Questioning the presence of G-d led to my girlfriend's asking me how David and I coped after the loss of his son.  I told her that I tried to help him by being a supportive wife, and other loved ones came to his side as well.  She asked how I handled my grief.  My response was that I too leaned on friends and family and tried to approach life one day at a time, all the while talking myself through a most devastating situation...what else could I do? 

I was surprised by her response.  She said, if I interpreted her words correctly, that she does not view G-d as responsible for any one outcome; rather, life happens, and G-d is there to pick up the pieces by helping us to cope.  So, when Matthew was sick and then when he passed, I could've reached out to G-d to help me/us.  She believes that the relationship we develop with G-d through prayer has the potential to fortify us exponentially during the most challenging of times, if we are open to it.
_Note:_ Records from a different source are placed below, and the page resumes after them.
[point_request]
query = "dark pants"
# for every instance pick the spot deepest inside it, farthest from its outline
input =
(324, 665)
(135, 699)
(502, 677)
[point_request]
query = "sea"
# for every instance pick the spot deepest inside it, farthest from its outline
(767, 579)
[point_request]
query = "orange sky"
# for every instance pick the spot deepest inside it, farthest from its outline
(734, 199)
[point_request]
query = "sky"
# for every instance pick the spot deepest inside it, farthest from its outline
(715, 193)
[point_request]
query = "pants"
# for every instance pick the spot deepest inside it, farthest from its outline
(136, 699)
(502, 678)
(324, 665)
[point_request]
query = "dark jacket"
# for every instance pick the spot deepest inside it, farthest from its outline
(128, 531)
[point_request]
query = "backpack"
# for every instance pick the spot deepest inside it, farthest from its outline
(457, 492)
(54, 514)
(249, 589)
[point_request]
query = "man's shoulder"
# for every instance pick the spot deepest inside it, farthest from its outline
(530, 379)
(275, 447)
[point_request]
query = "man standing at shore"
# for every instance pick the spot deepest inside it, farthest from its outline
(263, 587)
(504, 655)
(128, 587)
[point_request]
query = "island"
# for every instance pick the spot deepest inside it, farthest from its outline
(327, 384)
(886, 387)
This view opens a compelling new wave of thinking.  I had always closed off the reputed power of G-d by holding him/her responsible for allowing all the wrongdoing around me to play out when in fact I could've been giving too much authority to this entity.  Perhaps this enormous expectation was erroneous and, therefore, completely misguided.  It may seem inconsequential either way - my being agnostic or not - but I see now that I could be missing out on that extra comfort and strength my friend has relied on all her life, which helps her to sleep at night...perhaps I may have slept much better all those times I didn't...and this support, she believes, has helped to mold her into the person she has become. 

But still, I asked, why pray if we don't KNOW to whom we are praying, or whether there is someone or something to hear us and to actually do anything for us at all?  What is the point, other than carrying out the traditions of one religion or another, never knowing FOR SURE what is on the other end? 

But still, she responded, why NOT pray?  Even if prayer simply makes us feel better, without necessarily being communicated to a higher being who can assist us, why wouldn't we do that?

While my friend knows that some - including Yours Truly - may never believe in G-d or the potential of prayer, she is a believer with her whole heart and soul, and for that alone I may, in fact, have to reconsider.